Octavio Spíndola Zago

Año 1, No. 7, noviembre 2014

Ante los vertiginosos cambios socioeconómicos y culturales en nuestra actualidad neoliberal globalizada los planes de estudio se han visto seriamente afectados en su estructura y en sus objetivos, en su mayoría negativamente -aunque no en todos los sentidos. Uso de TIC’s, herramientas didácticas y fortalecimiento de la formación pedagógica se cuentan entre los cambios afirmativos; pero el adelgazamiento del área teórico-metodológica, la invalidez de asignaturas de preparación básica con miras a una especialización, y el abandono del área de investigación se cuentan entre los contras.
En esta era del vacío (Lipovetsky, 2000), en esta sociedad de riesgo (Beck, 2008), en esta modernidad líquida (Bauman, 2000), donde “la certidumbre del reino de la entropía se traduce en una degradación cualitativa, en la desaparición de las diferencias, en la pérdida de una energía eficaz.

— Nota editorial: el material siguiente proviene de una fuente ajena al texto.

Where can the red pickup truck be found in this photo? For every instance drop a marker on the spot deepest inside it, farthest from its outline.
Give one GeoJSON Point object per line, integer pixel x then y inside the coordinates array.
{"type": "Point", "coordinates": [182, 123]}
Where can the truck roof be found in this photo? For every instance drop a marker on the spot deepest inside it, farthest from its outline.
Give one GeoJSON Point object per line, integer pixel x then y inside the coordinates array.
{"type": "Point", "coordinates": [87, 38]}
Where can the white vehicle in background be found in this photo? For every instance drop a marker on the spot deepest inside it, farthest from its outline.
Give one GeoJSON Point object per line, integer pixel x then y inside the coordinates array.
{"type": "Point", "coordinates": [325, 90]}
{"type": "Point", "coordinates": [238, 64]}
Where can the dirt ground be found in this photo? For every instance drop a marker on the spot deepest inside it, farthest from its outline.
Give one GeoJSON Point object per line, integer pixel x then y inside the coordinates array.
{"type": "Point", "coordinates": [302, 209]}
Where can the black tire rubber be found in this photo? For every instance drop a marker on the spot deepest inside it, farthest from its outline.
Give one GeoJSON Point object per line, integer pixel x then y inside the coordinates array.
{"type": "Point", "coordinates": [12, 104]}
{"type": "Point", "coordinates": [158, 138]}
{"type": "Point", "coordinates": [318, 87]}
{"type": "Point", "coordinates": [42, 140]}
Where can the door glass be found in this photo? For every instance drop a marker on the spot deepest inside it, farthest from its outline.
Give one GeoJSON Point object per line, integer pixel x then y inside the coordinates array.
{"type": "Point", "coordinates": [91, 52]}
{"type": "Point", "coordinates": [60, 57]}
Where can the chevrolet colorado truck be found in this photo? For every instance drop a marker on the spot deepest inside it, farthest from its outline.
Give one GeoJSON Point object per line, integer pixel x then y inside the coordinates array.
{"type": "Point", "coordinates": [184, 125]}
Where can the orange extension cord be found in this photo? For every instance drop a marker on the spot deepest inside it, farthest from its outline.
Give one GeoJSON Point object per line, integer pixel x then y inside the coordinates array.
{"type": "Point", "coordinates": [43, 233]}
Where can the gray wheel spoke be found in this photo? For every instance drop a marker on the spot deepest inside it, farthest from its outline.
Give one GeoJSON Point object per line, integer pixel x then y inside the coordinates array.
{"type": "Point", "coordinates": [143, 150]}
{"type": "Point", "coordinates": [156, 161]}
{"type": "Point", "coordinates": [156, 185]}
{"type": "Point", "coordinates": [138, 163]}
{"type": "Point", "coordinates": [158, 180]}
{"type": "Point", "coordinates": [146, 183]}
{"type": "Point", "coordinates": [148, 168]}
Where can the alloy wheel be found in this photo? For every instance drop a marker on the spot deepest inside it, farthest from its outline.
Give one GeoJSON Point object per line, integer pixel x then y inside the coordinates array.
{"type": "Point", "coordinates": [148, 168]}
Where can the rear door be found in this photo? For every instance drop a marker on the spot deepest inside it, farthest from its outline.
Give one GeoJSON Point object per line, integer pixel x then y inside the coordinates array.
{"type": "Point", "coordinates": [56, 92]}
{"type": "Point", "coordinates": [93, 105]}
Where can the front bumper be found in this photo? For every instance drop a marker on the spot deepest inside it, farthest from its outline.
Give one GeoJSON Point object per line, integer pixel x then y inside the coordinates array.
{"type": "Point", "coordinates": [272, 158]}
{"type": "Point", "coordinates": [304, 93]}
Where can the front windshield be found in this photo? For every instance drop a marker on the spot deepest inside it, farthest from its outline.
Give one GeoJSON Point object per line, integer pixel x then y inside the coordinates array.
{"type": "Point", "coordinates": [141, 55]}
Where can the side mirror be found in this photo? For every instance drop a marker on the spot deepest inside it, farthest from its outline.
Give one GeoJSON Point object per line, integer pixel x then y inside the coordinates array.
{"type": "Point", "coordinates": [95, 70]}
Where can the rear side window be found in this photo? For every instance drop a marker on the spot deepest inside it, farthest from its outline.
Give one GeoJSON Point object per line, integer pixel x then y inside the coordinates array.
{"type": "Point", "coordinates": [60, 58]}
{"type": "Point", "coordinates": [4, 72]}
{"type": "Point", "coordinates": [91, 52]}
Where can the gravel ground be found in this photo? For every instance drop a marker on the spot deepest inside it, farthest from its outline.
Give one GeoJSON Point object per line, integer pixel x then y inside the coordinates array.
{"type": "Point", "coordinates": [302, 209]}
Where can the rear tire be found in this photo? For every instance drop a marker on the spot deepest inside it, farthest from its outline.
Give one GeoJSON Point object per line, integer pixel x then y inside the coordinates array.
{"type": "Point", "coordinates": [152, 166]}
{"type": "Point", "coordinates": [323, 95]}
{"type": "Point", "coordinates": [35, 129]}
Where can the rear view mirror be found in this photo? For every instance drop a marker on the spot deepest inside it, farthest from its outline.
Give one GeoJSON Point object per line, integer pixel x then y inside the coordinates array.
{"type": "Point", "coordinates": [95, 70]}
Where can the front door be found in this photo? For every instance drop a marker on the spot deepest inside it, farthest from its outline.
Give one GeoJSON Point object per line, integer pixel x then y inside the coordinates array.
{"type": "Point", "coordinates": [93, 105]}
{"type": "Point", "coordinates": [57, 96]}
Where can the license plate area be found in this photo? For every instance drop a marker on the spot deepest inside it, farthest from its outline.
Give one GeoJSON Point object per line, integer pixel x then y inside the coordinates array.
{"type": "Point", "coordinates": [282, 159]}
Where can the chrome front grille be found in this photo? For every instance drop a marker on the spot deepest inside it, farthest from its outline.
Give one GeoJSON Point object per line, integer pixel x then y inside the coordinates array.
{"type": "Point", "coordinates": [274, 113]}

La historia de los hombres… es lo simbólico y el rito, el imperio de los signos y las acciones sacrificiales lo que proporciona los medios para mantener el orden” (Balandier, 1989: 25), ¿Cómo debemos reconstruir las ciencias sociales desde dentro? ¿Cómo responder a la guerra declarada a la metodología? ¿Qué nos plantea la interdisciplinaridad en el proyecto de reconstrucción?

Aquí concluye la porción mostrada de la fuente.